• reviews
  • motherboards
  • MSI X370 Krait Gaming Motherboard Review
  • MSI X370 Krait Gaming Motherboard Review


    Board Layout and Features

    Motherboard makers will often experiment with different color combinations to try and anticipate what the market demands will be.  The MSI X370 Krait Gaming board takes this trend to the next level where not only are the heatsinks and covers treated with bold white graphics but they also extend across the actual PCB.  It has been YEARS since I have seen this done and in a way I’m glad to see it coming back.

    Flipping a motherboard over can tell you a lot about its construction.  Here we can see that the back of the motherboard is virtually devoid of any surface components and features only minimal circuitry including a long translucent trail showing the separation where the audio controller is located.  The large metal square is the CPU backplate and is quite handy when it comes to installing custom coolers.
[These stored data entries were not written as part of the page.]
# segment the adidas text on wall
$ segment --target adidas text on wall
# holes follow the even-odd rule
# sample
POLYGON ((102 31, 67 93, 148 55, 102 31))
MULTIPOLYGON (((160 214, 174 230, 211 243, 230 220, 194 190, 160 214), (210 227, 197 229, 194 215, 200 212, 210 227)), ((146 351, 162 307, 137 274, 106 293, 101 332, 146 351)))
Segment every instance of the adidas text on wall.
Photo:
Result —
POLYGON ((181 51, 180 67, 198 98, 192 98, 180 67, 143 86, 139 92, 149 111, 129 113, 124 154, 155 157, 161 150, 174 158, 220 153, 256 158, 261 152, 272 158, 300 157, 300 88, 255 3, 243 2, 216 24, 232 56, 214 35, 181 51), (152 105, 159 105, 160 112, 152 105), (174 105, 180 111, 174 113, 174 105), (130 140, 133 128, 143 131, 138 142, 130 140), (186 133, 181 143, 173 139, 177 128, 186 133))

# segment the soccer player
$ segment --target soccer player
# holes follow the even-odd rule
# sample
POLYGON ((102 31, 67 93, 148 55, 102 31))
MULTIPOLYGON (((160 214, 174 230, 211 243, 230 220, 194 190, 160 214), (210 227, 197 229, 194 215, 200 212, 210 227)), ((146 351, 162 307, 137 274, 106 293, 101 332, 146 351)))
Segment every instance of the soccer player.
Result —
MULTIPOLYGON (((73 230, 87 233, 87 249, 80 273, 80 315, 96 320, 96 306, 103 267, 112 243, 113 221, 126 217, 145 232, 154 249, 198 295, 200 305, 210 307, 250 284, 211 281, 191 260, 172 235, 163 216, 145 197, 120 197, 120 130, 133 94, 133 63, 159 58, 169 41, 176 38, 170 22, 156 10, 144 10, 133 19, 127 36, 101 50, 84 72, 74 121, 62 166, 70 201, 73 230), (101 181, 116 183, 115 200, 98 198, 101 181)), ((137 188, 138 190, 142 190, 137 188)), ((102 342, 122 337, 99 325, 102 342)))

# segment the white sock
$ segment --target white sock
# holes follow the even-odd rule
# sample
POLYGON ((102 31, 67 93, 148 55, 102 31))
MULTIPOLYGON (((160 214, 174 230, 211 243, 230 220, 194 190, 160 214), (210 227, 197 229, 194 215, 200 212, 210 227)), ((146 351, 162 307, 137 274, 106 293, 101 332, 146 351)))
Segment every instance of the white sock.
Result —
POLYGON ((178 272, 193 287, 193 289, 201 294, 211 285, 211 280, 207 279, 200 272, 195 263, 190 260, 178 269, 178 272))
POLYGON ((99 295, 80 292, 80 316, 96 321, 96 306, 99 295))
    Dual channel memory comes standard on the Ryzen processor and the X370 Krait Gaming supports standard speed DDR4 modules up to 2133Mhz with overclocking support up to 3200Mhz.  A maximum of 64GB is addressable with the proper module density.  
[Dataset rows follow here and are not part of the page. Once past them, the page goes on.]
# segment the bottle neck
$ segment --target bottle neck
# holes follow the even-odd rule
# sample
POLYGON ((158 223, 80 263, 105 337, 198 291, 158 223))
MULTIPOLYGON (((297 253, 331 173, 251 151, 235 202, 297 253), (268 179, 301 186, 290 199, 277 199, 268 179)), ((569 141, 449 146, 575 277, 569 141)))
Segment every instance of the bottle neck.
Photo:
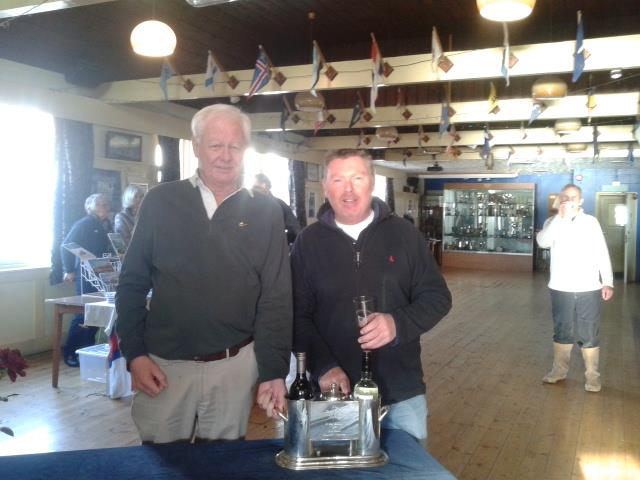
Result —
POLYGON ((360 378, 371 380, 371 352, 362 352, 362 370, 360 378))
POLYGON ((296 372, 298 374, 298 378, 306 377, 307 355, 304 352, 296 353, 296 372))

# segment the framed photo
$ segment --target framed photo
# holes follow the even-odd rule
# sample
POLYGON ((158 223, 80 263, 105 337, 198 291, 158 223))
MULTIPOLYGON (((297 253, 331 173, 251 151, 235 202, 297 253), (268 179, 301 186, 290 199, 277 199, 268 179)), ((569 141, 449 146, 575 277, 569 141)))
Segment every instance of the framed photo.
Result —
POLYGON ((111 211, 119 212, 122 207, 120 171, 94 168, 91 175, 91 193, 104 193, 111 200, 111 211))
POLYGON ((317 163, 307 163, 307 180, 310 182, 317 182, 319 177, 319 165, 317 163))
POLYGON ((116 160, 142 161, 142 137, 122 132, 107 132, 105 157, 116 160))
POLYGON ((309 192, 309 203, 307 205, 307 217, 316 216, 316 192, 309 192))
    Moving to the CPU you will notice the AM4 ZIF socket for the new AMD Ryzen line of processors.  AMD processors still have pins on the CPU and require this sliding socket type to install the CPU.  On both sides of the socket you’ll find the heatsink retention brackets which are often removed when installing anything other than an OEM style heatsink.

    The X370 Krait Gaming comes with a 6+4 phase VRM (total of 10 phases).  MSI doesn’t talk about their military grade components much anymore.  I suspect they are still being used but hidden under their gaming prowess. 

    Behind the PWM cooler you'll find the CPU Power connection made up of a single 8-pin connector.  Given the location the power cables should be easy to hide in any modern chassis and easy to remove given the space between the power plug and I/O panel.

    Storage Options

    Internal SATA connections number six and follow the SATA6 connection standard.  Unlike some motherboard makers MSI has ditched SATA Express even though it is directly supported by the Ryzen CPU.

    The Ryzen CPU features four lanes of PCI Express dedicated to storage which can be used for M.2 and U.2 anywhere on the motherboard.  MSI has included a single M.2 socket near the middle of the motherboard between the primary video card slots.  It features a metal shield and is keyed for M style drives up to 110mm in length.